Pour obtenir ce chiffre, l’association a identifié 39 substances actives de pesticides, se dégradant en 79 métabolites à risque « de contaminer les eaux souterraines à des concentrations supérieures à 0,1 μg/L d’après l’Anses », l’Agence nationale de sécurité sanitaire, explique-t-elle. Seuls 23 d’entre eux ont été suivis dans l’eau potable l’an dernier. Cela fait donc un total de 56 métabolites n’ayant pas droit, eux, à une surveillance.
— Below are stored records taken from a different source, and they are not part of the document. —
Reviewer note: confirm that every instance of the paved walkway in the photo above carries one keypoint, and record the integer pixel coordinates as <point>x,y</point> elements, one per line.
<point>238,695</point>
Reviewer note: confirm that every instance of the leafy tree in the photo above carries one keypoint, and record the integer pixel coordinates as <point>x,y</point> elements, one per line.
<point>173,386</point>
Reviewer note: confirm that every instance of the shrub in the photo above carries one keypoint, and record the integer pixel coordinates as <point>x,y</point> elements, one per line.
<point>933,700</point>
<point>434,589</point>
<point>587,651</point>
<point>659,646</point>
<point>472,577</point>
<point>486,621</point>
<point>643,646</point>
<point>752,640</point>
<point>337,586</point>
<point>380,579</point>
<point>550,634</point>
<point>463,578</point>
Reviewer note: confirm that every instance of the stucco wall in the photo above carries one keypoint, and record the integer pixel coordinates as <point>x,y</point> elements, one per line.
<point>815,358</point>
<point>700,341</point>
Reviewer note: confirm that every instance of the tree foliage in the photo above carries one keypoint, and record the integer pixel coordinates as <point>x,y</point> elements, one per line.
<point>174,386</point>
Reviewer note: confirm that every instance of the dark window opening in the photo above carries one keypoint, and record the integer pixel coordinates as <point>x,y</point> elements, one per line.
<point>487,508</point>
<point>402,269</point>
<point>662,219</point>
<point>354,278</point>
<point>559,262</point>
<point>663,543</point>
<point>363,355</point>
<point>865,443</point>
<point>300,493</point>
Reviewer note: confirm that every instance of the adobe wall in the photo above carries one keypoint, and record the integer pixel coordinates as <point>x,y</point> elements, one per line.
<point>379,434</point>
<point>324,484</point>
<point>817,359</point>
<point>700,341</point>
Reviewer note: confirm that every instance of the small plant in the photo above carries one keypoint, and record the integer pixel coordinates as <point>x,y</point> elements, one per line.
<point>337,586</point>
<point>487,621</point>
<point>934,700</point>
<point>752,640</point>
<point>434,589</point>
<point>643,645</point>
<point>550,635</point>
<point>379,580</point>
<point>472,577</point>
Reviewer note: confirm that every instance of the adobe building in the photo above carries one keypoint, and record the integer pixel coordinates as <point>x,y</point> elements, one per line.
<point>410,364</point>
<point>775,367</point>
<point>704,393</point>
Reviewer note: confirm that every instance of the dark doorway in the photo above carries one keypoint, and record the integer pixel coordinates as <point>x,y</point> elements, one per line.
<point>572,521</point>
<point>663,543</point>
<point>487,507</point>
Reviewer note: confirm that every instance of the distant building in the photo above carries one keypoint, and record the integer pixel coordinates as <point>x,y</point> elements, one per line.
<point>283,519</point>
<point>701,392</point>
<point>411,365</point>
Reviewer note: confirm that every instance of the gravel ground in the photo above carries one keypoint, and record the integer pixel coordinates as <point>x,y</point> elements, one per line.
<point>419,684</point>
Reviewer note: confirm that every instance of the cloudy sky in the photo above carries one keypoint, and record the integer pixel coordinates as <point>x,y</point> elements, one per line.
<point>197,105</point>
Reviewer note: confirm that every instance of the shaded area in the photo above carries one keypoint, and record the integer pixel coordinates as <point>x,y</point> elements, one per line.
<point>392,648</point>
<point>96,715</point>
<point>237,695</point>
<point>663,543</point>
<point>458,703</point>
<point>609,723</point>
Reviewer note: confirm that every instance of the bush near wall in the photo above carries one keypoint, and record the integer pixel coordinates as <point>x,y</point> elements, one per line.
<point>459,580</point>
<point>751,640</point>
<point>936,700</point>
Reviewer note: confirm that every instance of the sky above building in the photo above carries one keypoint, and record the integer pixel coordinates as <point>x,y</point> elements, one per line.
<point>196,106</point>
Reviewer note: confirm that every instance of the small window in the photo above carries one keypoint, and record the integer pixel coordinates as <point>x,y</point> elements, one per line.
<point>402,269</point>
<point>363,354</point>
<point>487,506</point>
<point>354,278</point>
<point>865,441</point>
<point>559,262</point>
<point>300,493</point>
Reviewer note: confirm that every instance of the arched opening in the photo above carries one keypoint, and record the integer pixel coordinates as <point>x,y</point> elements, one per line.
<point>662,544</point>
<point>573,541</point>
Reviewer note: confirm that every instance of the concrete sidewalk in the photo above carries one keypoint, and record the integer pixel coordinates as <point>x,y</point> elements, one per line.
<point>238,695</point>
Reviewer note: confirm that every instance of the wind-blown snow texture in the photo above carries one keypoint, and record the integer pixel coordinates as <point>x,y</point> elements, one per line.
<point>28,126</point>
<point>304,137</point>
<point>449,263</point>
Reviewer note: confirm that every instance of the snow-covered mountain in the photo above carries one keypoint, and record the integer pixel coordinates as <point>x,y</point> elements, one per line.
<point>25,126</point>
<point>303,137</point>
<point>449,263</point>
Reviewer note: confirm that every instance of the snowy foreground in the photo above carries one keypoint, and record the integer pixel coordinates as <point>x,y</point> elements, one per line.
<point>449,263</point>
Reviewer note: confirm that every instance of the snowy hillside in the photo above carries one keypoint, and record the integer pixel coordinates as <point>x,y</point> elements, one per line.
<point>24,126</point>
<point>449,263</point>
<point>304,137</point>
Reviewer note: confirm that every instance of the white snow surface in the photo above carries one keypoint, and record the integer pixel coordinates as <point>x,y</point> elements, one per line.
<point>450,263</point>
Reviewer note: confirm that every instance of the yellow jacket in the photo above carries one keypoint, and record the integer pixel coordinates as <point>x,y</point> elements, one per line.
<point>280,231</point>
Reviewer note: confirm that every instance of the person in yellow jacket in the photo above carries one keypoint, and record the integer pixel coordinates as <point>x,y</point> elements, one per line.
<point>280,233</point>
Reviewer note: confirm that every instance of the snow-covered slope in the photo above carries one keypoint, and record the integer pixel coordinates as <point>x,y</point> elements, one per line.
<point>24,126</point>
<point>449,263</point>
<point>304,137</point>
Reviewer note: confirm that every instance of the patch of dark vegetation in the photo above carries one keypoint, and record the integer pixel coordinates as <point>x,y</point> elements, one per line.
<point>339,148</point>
« Nous ne disons pas que l’eau potable est néfaste pour la santé. Ces métabolites sont toutefois issus de substances dangereuses, ce n’est pas dit que les molécules qui en dérivent soient anodines. Tous les métabolites ne présentent peut-être pas de risque sanitaire, mais on ne le sait pas puisqu’ils sont très peu étudiés, il faut répondre à cette question sanitaire », estime Pauline Cervan, chargée de mission scientifique de l’association.
Polluants éternels
Parmi ces métabolites non surveillés, se trouve par exemple le TFA, une molécule de la famille des PFAS, les polluants éternels. L’Allemagne a récemment demandé qu’elle soit classée toxique pour la reproduction. Le TFA est un produit de dégradation de plusieurs pesticides dont le flufénacet, un herbicide très utilisé sur les grandes cultures (blé, orge, etc.). Le Dipa est aussi un métabolite pouvant être retrouvé dans des proportions importantes dans l’eau potable. Il est un produit de dégradation du triallate, un autre herbicide, potentiellement génotoxique.
Si la surveillance de la qualité sanitaire de l’eau potable est gérée par la direction générale de la santé (DGS) et les Agences régionales de santé (ARS), « leur méthodologie ne permet pas d’inclure de nouveaux métabolites. Ils ne les surveillent pas s’ils n’ont pas été retrouvés ailleurs, chez nos voisins européens », déplore Pauline Cervan.
L’association a contacté les ministères concernés, la DGS et les ARS afin que soit mise en place une surveillance de ces substances. Elle souhaite également l’interdiction de l’usage des pesticides dans les aires d’alimentation de captage de l’eau potable.